The end-to-end control-flow works as follows:
To enable CGroups in YARN, you must be running Linux kernel version greater than 2.6.24. You must also setup the NM to use the LinuxContainerExecutor which in turn means that you should have the native container-executor binary as part of your install. This binary is used by the LinuxContainerExecutor to launch containers with the appropriate restrictions.
There are some configuration variables that you should be aware of when setting up CGroups. Some of these properties are for setting up the LinuxContainerExecutor while the rest are specifically directed towards setting up CGroups:
Some organizations may wish to run non-YARN processes on the same node as the NM. These may be monitoring agents, HBase servers, etc. How do you share CPU between the containers launched by the NM and these external tasks? You may not want your YARN containers using all the CPU on any given physical machine. For this purpose we’ve added a new configuration property: yarn.nodemanager.resource.percentage-physical-cpu-limit. This variable lets you set the maximum amount of CPU to be used by all the YARN containers put together. This limit is a hard limit and can be used to ensure that YARN containers can run on your nodes without consuming all CPU, and thus leaving enough capacity for non-YARN process.
By default, the CGroups-based container resource restrictions are only soft limits – if there is spare CPU available on a given node, the containers are allowed to use it (potentially far exceeding their allocation). However if an additional application container is launched that needs CPU, existing containers’ CPU usage is scaled back appropriately. This may lead to situations where applications which are CPU bound finish faster when the cluster is either idle or lightly loaded but take longer when the cluster has more load. This behaviour contrasts with memory isolation in YARN – if users don’t size their containers correctly, their containers will be killed potentially failing the applications too. On the other hand, once the containers are sized correctly, applications will run in a predictable manner.

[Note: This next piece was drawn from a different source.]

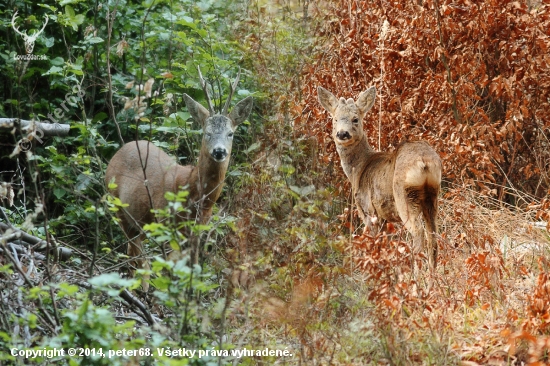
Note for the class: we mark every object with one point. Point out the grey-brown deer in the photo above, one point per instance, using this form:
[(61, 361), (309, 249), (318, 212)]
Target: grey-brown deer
[(400, 185), (143, 173)]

The above behavior can be turned on/off by a config setting – administrators can set yarn.nodemanager.linux-container-executor.cgroups.strict-resource-usage to true if they wish to restrict all containers to their specific resource allocation. This sets a hard limit on the container’s CPU usage, adding some predictability in application performance. This setting is also useful when benchmarking your workload to avoid cluster load adding noise to your measurements.
If you are looking for applications that can benefit from using CGroups, Storm on YARN is a really good example of an application that can gain by enabling CGroups. In addition, the DistributedShell application and the MapReduce framework also have support for specifying vcores and both benefit by using CGroups.
Below are a couple of screenshots that show how a CGroups hierarchy looks like when used by YARN.
The following gives the list of all the individual settings in the cgroups.
When running an application, YARN creates a Cgroup for each container naming it after its ContainerID. For e.g, the following is a situation where YARN is running 6 containers of one application in parallel on a node.
In this and the previous companion posts, we’ve covered various features that help enabling diverse workloads on YARN. Specifically, we discussed about scheduling & isolating workloads that require CPU as resource, impact of adding CPU as resource on applications. We hope you found these posts useful!